Whether this is myth or fact, chia seeds are very nutrient dense: they’re rich in Omega 3 fatty acids, fibre and protein.

Ingredients
2 young (green) coconuts, water only
2-3 pandan leaves, tied into a knot
2 teaspoons chia seeds
½ can sea coconut in syrup
2 limes, juice only
2 pandan leaves, for garnishing
Ice cubes, optional

Method
Collect the fresh coconut water from two young coconuts.

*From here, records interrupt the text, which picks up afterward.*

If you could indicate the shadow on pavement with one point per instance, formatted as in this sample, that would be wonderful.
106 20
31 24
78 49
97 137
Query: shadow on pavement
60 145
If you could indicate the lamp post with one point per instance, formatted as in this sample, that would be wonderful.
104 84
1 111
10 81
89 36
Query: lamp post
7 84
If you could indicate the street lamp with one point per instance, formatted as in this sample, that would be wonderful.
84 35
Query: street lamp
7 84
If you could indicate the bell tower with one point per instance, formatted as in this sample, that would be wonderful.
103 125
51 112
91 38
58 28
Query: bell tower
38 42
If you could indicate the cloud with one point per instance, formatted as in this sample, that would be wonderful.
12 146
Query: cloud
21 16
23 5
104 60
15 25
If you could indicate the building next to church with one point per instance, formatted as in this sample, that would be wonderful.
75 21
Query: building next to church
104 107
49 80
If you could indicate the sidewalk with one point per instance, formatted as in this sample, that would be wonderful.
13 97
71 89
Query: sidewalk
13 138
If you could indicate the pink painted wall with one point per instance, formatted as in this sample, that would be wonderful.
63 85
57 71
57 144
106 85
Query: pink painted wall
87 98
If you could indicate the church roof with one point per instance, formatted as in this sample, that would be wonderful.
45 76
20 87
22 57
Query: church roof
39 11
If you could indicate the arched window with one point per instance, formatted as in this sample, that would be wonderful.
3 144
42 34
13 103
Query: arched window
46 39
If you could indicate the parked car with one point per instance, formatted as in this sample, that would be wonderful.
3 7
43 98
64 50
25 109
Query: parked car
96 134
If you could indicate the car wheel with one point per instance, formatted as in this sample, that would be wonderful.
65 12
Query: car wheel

Pour into a pan and simmer with the knot of pandan leaves for about 5 minutes, to infuse it with flavour. Remove the pan from the heat and dispose of the pandan knot. Allow the liquid to cool.

Once cool, pour the pandan-infused coconut water into a container and add the chia seeds. Cover tightly and set aside in the fridge for at least two hours; preferably overnight. This will allow the chia seeds to expand in size.

Ladle the sea coconut segments, along with some of their syrup, into two large glasses. Pour the chilled pandan-chia-coconut water and the lime juice over the sea coconut layer. Garnish each glass with a fresh pandan leaf. Top with ice, if desired. Serve immediately.